13. The system according to claim 1 wherein at least one of said interface taps comprises a frame capture interface connected to a tapped port on a switching element.

14. The system according to claim 1 wherein at least one of said interface taps comprises a traffic injection interface connected to a switching element whereby each probe can be configured to periodically inject test traffic into the network to estimate the quality of service of paths between probes.

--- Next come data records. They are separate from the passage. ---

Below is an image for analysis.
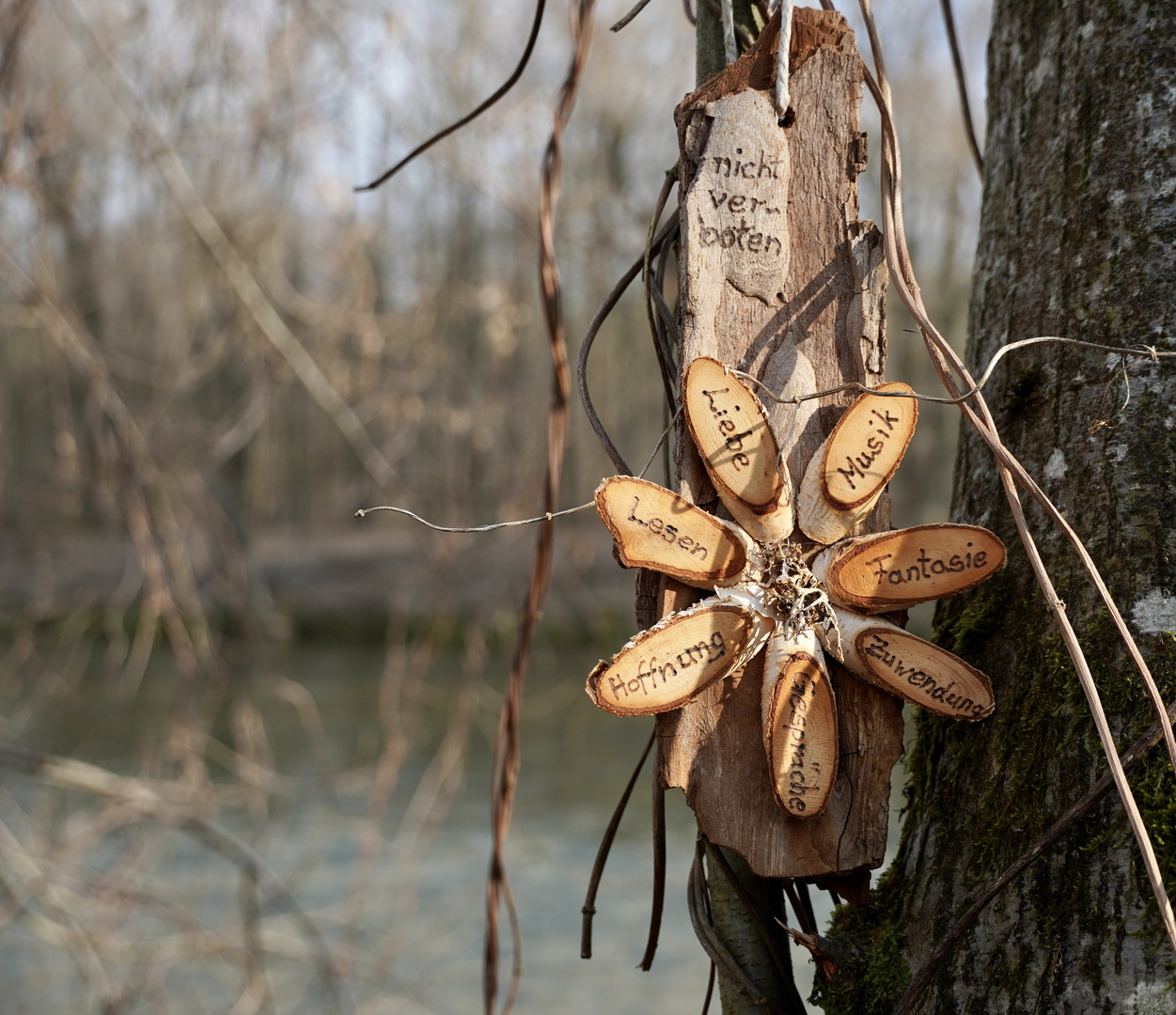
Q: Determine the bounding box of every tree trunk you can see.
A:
[822,0,1176,1012]
[672,3,902,1015]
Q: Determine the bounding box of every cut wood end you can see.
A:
[682,356,784,514]
[820,381,918,510]
[814,524,1006,613]
[585,600,758,715]
[595,476,748,588]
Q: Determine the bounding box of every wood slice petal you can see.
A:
[682,356,783,514]
[585,599,767,715]
[596,476,748,588]
[821,381,918,510]
[812,524,1004,613]
[823,608,996,720]
[762,632,839,819]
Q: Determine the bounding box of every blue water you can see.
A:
[0,645,902,1015]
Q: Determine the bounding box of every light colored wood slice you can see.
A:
[796,381,918,543]
[762,631,839,819]
[821,381,918,510]
[812,524,1004,613]
[822,607,996,720]
[796,440,873,544]
[596,476,750,588]
[585,599,772,715]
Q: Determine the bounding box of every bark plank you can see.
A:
[657,8,902,876]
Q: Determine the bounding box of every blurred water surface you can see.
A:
[0,645,855,1015]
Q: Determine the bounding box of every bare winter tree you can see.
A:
[821,0,1176,1012]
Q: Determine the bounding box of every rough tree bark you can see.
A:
[823,0,1176,1015]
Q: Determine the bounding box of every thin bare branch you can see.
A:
[53,0,394,487]
[355,0,545,192]
[940,0,984,180]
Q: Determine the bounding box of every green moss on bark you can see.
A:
[809,904,910,1015]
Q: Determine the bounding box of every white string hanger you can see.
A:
[772,0,792,127]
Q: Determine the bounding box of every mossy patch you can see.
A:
[808,904,910,1015]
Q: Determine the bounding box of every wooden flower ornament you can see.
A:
[587,356,1004,819]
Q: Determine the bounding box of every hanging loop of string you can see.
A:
[772,0,792,127]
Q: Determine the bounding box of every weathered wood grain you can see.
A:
[657,8,902,876]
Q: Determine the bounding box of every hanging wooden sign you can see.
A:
[763,631,838,819]
[586,600,772,715]
[596,476,753,588]
[797,381,918,543]
[823,609,995,720]
[682,356,792,542]
[657,8,902,878]
[812,524,1004,613]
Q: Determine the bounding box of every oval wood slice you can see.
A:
[585,600,762,715]
[596,476,748,588]
[812,524,1004,613]
[762,632,839,819]
[797,381,918,543]
[682,356,783,510]
[823,608,996,720]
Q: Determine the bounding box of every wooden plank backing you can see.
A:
[657,8,902,876]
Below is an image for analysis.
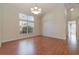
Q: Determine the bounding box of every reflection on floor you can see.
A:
[0,36,69,55]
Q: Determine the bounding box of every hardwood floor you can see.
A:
[0,36,69,55]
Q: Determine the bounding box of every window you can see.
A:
[19,13,34,33]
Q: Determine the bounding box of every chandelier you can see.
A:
[31,6,41,14]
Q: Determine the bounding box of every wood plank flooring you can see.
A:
[0,36,70,55]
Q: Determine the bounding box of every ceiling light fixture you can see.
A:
[31,3,41,14]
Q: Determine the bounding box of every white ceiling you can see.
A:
[7,3,64,14]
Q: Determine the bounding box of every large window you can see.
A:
[19,13,34,33]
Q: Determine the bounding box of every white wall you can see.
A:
[2,4,40,42]
[42,5,66,39]
[0,4,3,47]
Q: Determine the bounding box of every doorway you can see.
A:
[68,20,77,45]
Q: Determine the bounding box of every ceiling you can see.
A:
[2,3,79,15]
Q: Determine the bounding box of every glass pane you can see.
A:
[28,22,34,33]
[28,16,34,21]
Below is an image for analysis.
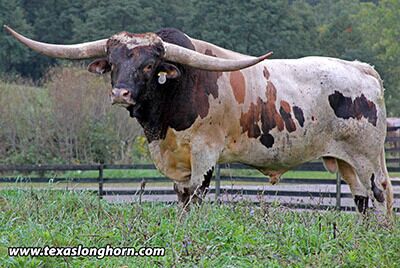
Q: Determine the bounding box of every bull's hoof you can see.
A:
[354,195,369,214]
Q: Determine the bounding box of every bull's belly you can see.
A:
[219,131,325,171]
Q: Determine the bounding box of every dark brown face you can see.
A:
[88,36,180,116]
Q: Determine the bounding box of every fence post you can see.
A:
[215,164,221,201]
[99,164,104,199]
[336,172,342,210]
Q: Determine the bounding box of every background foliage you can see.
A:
[0,0,400,163]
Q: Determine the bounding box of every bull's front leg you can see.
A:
[174,167,214,207]
[174,138,222,208]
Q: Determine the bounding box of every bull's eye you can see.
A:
[143,64,153,73]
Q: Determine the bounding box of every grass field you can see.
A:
[0,189,400,267]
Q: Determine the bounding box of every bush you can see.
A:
[0,67,143,164]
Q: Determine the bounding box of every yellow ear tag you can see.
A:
[158,72,167,85]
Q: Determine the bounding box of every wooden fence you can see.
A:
[0,162,400,211]
[0,127,400,211]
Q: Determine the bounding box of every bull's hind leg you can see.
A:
[337,152,393,216]
[336,159,369,214]
[174,168,214,208]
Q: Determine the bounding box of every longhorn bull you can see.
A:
[6,26,393,214]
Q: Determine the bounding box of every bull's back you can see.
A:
[217,57,386,168]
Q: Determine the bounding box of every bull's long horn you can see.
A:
[163,42,272,72]
[4,25,107,59]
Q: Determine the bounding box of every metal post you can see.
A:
[99,164,104,199]
[336,172,342,210]
[215,165,221,201]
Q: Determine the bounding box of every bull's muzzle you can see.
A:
[110,88,135,107]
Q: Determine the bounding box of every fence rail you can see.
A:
[0,159,400,211]
[0,126,400,211]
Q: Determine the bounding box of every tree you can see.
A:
[356,0,400,116]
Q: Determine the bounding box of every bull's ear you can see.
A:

15. A method for monitoring and analyzing traffic on a packet-based communications network comprising interconnected switching elements, each of said switching elements having a network probe communicatively connected thereto, the method comprising the steps of: said probes capturing and storing information derived from network traffic; transmitting from a centralized location a query for information stored on at least three of said probes along a network path comprising said at least three probes, wherein the step of transmitting comprises propagating said query from said centralized location to a first of said at least three probes and propagating said query from said first of said at least three probes to the other two of said at least three probes; said other two of said at least three probes generating a response to said query based on said information stored thereon and propagating said response to the first of said at least three probes; said first probe generating a response to said query based on said information stored thereon; said first probe aggregating the responses from the at least three probes and propagating an aggregated response to said centralized location; and receiving said aggregated response to said query at said centralized location.

16. A method according to claim 15 wherein said query is transmitted to said at least three probes along a minimal delay spanning tree.

17. A method according to claim 15 wherein the network is the Internet.

18. A method according to claim 15 wherein said central location comprises a centralized management console, and said centralized management console formats said aggregated response into a flow matrix for user presentation.

19. A method according to claim 15 wherein said query is a simple keyword search.

20. A method for monitoring and analyzing traffic on a packet-based communications network comprising interconnected switching elements, each of said switching elements having a network probe communicatively connected thereto, the method comprising the steps of: said network probes capturing and storing information derived from network traffic; transmitting a query from a centralized management console to a first network probe, propagating said query from said first network probe to a plurality of network probes along a minimal delay spanning tree path; said first network probe receiving responses from said plurality of network probes, said responses being based on said information stored on said network probes; said first network probe propagating an aggregated response to said centralized management console; and receiving said aggregated response to said query at said centralized management console.

21. A method according to claim 20 further comprising the step of said centralized management console formatting said aggregated response into a flow matrix for user presentation.